I am running a simple web scraper written in Puppeteer / Node.js on a Raspberry Pi. It downloads data from a websites at 6pm and 6am every day. Every so often, say once a week, I'd like to send a command or signal or something telling it to download the data immediately. This presumably would be be a command from another terminal window. The question is how do I do this? I could write a small file and have the program constantly look out for the file, but this seems very crude. Is there a better way? Something simple please as I'm a bit of a novice!

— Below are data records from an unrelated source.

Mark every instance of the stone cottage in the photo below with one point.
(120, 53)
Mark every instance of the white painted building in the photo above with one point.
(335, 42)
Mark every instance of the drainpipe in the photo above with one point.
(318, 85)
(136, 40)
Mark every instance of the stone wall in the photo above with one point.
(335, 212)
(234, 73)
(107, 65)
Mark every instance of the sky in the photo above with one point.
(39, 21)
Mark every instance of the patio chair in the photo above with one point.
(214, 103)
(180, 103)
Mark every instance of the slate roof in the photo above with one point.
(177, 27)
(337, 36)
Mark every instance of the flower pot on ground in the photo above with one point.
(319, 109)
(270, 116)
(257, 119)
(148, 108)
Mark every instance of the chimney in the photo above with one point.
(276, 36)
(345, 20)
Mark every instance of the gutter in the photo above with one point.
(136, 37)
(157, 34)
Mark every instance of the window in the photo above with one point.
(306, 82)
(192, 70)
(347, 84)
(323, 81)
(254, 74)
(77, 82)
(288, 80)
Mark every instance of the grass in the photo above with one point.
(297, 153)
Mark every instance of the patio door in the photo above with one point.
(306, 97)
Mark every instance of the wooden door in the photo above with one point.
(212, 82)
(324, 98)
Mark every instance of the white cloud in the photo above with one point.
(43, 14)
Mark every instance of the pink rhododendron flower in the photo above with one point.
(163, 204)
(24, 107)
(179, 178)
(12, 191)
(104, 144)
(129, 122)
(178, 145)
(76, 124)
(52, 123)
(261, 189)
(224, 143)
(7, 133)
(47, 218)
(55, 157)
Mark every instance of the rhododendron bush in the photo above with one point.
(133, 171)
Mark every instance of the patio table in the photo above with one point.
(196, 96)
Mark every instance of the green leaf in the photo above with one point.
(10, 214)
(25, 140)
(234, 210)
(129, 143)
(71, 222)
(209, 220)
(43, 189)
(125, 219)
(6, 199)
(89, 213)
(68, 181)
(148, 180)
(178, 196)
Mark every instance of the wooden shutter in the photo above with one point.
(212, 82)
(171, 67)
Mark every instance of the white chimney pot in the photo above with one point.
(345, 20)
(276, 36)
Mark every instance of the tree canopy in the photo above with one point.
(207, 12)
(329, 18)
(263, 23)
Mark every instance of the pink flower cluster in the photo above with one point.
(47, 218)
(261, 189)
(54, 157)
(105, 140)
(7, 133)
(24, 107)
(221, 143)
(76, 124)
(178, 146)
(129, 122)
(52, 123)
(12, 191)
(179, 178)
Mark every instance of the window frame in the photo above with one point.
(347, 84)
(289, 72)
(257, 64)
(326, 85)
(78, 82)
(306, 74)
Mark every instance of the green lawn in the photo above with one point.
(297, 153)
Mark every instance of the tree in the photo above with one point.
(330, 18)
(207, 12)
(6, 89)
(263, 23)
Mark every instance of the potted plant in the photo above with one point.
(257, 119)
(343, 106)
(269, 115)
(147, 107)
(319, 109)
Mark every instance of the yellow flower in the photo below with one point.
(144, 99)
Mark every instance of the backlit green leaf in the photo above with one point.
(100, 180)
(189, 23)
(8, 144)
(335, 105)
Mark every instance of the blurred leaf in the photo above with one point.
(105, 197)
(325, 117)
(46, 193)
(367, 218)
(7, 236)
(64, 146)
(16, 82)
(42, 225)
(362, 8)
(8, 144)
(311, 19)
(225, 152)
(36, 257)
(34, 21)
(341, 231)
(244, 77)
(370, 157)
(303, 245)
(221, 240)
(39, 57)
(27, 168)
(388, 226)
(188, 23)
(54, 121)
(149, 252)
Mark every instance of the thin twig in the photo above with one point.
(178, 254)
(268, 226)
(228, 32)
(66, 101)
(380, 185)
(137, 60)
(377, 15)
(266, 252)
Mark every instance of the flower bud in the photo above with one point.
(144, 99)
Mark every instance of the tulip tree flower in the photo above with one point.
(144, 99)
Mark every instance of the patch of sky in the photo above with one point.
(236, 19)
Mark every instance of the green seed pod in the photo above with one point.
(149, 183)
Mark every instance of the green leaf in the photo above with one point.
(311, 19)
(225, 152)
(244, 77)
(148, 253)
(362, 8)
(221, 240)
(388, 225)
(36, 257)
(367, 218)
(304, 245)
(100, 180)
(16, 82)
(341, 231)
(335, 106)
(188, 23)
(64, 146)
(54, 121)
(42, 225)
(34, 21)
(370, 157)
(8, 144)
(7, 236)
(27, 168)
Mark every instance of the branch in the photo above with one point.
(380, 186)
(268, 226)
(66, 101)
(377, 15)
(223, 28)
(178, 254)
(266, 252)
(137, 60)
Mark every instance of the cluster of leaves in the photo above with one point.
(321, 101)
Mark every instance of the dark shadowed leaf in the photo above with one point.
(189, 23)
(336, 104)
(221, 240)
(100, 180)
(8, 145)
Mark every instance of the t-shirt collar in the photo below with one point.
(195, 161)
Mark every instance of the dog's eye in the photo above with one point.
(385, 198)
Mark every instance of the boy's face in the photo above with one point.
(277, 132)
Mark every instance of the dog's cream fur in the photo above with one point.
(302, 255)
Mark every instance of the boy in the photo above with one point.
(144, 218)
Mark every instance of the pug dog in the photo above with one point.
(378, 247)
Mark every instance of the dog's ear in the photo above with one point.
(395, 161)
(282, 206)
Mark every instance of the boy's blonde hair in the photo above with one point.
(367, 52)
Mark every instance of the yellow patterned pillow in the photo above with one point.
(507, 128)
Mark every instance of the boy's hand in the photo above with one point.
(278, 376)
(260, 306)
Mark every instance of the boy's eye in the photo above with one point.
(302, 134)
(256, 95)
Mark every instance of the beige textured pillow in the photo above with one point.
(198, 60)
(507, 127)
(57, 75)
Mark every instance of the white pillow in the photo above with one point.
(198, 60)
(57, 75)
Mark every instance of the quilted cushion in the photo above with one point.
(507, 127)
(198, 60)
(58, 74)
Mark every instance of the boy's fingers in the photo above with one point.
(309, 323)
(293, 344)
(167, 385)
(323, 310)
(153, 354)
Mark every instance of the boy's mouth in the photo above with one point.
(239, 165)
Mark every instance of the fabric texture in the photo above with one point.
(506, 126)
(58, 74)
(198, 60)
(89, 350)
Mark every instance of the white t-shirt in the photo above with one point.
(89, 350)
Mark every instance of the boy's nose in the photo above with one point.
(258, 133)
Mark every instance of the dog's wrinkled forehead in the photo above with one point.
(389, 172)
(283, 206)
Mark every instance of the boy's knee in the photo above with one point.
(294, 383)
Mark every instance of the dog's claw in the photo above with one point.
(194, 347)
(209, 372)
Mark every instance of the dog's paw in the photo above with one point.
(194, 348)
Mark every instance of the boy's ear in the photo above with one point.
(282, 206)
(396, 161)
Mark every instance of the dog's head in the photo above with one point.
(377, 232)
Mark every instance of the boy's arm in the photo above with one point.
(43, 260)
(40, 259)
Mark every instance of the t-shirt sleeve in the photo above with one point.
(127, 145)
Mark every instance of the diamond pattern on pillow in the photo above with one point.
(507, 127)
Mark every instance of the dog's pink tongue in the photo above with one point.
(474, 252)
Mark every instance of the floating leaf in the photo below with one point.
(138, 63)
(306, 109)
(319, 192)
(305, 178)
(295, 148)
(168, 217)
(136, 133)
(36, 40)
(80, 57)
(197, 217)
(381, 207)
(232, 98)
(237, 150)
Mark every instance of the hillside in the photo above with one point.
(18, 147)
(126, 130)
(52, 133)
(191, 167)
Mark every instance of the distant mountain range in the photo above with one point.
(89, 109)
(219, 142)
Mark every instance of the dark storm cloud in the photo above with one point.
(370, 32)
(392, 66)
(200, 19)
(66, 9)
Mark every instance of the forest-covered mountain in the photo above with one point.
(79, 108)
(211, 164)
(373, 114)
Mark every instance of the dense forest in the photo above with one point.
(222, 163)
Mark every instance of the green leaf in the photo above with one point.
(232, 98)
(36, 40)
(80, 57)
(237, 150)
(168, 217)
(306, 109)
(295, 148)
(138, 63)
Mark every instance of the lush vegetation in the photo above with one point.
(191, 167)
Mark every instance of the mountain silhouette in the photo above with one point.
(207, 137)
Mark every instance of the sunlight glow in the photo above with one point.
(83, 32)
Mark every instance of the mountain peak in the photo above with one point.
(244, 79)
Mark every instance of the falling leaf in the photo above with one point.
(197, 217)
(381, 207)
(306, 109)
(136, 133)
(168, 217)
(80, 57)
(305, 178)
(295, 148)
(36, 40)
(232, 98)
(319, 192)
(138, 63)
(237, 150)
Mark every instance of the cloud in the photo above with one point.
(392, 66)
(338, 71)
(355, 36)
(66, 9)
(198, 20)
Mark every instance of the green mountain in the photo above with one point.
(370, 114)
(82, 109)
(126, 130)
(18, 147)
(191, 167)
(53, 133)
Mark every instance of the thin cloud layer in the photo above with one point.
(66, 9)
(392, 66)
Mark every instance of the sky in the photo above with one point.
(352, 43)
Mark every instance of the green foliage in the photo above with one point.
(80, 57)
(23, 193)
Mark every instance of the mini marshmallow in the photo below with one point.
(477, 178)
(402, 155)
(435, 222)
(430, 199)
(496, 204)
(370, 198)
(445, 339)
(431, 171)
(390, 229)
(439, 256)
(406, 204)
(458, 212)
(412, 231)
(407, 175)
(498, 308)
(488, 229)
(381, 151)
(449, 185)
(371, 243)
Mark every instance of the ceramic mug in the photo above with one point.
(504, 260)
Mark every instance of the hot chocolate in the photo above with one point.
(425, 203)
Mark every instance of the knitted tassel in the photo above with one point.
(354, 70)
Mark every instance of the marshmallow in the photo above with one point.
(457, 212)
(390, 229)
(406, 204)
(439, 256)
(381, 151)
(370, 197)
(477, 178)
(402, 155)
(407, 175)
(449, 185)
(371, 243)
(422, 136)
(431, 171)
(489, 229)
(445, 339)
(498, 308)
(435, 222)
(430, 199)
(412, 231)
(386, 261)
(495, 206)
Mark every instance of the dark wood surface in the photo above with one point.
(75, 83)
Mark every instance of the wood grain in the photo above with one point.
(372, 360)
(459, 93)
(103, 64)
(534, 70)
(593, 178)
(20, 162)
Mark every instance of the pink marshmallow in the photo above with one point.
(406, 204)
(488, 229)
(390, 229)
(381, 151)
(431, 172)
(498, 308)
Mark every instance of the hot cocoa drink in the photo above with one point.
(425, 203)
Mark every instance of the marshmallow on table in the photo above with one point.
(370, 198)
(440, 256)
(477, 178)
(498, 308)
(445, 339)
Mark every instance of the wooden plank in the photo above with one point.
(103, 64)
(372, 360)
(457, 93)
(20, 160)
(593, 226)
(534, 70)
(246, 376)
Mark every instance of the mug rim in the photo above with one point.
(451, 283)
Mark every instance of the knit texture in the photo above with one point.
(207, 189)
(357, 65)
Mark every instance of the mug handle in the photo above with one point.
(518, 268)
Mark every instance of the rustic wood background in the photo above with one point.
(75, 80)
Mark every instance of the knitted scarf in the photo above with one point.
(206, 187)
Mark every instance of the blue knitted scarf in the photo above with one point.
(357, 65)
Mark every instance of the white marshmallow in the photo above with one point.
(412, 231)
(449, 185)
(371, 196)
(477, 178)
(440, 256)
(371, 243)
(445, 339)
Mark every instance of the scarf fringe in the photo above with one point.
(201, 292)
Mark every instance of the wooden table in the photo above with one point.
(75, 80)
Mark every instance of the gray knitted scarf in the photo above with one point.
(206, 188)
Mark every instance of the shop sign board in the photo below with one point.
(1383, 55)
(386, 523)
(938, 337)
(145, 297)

Keeping in mind that I don't actually recommend doing this in most cases, as discussed in my previous answer, here's a contrived example to illustrate the readline
approach.
const puppeteer = require("puppeteer"); // ^22.2.0
const readline = require("readline");
const {setTimeout} = require("node:timers/promises");
const rl = readline.createInterface({
input: process.stdin,
output: process.stdout,
});
const getPageTitle = async (
url = "https://en.wikipedia.org/wiki/Special:Random"
) => {
let browser;
try {
browser = await puppeteer.launch();
const [page] = await browser.pages();
await page.goto(url, {waitUntil: "domcontentloaded"});
return await page.title();
}
finally {
await browser?.close();
}
};
rl.on("line", async line => {
try {
console.log(` Received command from stdin: \`${line}\``);
console.log(" Command result:", await getPageTitle(line));
}
catch (err) {
console.error(err);
}
});
(async () => {
for (;;) {
try {
console.log(await getPageTitle());
}
catch (err) {
console.error(err);
}
await setTimeout(20_000);
}
})();
// execute with: `cat | node script.js` to enable the below behavior
console.log(
`to send command: echo 'https://www.stackoverflow.com' > /proc/${process.pid}/fd/0`
);
console.log("_".repeat(80));
This prints a random Wikipedia page title every 20 seconds while also listening to stdin for additional URLs to print titles for. With the script running on a single terminal, type in https://stackoverflow.com
to see it print Stack Overflow - Where Developers Learn, Share, & Build Careers
, for example.
Now, if you run it with cat | node script.js
to provide a pipe as described here, you can send commands to it from another terminal with echo 'https://www.stackoverflow.com' > /proc/{pid}/fd/0
where {pid}
is printed dynamically by the program at startup, or obtainable with pgrep node
.